The purpose for the request must be for:
- enforcing the criminal law and laws imposing pecuniary penalties
- assisting the enforcement of criminal laws in force in a foreign country
- protecting the public revenue
- or “safeguarding national security”
Despite the government’s reassurances that the new powers won’t undermine encryption as a whole, Electronic Frontiers Australia board member Justin Warren said it will still force tech companies to create “backdoors” into their systems.
“It’s an ambit claim with huge over-reach that they’ll hope gets walked back a tiny bit in committee and gives them most of what they want. It’s trying really hard to provide multiple backdoors without calling them backdoors. But they are – it’s all about backdoors,” Mr Warren told InnovationAus.com.
He said that there also hasn’t been enough discussion over whether the new powers are actually needed.
“There’s been no serious discussion about why any of this is even necessary, just the usual scaremongering about terrorists and paedophiles while the law actually wants to go after people for the ‘protection of the public revenue’,” Mr Warren said.
“Authorities never seem to have enough power. They always demand more. It’s time to say enough is enough.

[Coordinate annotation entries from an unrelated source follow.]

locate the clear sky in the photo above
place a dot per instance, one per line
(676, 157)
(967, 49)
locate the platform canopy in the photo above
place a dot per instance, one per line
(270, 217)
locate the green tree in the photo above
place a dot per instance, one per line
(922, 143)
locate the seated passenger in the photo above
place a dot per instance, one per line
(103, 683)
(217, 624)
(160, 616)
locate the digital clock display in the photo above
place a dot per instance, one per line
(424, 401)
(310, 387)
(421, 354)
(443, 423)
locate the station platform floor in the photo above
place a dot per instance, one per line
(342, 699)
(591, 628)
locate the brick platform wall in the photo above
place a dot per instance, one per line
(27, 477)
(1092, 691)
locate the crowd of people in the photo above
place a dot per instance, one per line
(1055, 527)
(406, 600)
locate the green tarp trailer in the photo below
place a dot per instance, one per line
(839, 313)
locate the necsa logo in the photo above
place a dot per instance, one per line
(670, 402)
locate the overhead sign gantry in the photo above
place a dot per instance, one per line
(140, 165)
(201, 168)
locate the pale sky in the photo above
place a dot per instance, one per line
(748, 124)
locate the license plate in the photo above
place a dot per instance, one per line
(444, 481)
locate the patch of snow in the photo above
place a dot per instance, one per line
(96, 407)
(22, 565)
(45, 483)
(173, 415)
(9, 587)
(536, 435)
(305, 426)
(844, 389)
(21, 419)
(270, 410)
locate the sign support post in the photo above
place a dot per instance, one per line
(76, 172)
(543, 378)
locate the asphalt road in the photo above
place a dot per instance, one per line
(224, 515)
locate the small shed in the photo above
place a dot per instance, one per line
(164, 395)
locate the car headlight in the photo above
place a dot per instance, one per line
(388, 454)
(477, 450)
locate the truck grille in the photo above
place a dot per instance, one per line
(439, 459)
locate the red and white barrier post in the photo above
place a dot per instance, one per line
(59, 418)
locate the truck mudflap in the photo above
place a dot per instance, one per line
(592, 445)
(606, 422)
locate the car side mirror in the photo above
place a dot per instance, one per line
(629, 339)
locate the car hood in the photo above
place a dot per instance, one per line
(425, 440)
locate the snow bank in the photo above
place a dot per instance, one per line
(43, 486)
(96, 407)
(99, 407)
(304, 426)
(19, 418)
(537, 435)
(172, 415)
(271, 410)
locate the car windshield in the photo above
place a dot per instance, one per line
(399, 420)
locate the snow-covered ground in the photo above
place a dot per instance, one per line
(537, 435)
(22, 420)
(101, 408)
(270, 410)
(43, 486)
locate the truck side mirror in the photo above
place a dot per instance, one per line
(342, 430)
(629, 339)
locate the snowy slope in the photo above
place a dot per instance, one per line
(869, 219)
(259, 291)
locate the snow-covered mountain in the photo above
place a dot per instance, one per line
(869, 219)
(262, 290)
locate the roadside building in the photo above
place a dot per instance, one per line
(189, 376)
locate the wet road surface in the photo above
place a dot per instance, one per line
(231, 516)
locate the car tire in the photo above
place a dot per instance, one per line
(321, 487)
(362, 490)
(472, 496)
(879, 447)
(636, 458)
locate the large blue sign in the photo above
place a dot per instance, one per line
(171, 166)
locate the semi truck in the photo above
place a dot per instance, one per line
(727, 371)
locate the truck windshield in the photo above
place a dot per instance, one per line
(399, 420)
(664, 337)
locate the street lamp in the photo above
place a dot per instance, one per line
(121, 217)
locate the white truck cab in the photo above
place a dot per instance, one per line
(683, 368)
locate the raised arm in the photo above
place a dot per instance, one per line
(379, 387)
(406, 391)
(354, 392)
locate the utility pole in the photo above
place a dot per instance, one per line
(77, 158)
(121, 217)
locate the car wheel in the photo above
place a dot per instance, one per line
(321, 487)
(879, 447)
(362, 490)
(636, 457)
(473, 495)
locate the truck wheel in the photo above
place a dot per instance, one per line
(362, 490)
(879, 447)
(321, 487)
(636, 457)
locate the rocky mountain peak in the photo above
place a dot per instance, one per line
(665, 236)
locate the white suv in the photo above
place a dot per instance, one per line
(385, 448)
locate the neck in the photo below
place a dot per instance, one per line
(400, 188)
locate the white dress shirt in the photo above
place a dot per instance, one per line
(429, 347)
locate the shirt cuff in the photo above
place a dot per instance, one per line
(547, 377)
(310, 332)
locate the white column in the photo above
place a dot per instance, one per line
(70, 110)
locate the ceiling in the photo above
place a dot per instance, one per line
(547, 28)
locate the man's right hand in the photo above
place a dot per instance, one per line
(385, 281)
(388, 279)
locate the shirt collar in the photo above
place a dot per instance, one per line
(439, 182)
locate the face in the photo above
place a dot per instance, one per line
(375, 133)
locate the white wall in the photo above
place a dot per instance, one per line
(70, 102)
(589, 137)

They can’t be trusted with the powers they already have, let alone more.”
Greens digital rights spokesperson Jordon Steele-John also criticised the draft legislation, saying it will “completely undermine the point of end-to-end encryption and the privacy of every single Australian’s personal information online”.
“Regardless of what Minister Taylor claims, installing software or legislating some other means to capture data as it is unencrypted on the receiving device undermines the very principle of end-to-end encryption,” Senator Steele-John said.
“Installing malware on people’s devices to read encrypted data is not a solution to catching criminals but it is weakening the defences of every single device that receives encrypted messages, therefore making it easier for criminals who want to steal data.”
“What we’re talking about here is a serious pre-crime measure that will ultimately diminish the presumption of innocence and the privacy of all Australians online.
Senator Steele-John said the Greens will be referring the legislation to committee for “rigorous scrutiny”
“I call upon those tech companies who are likely to be affected to immediately condemn this legislation, which presents a very serious threat to the privacy of their users,” he said.
The draft legislation also included new powers for authorities to add, copy, delete or alter data on computers that they access with a warrant.
Submissions on the legislation are open until 10 September.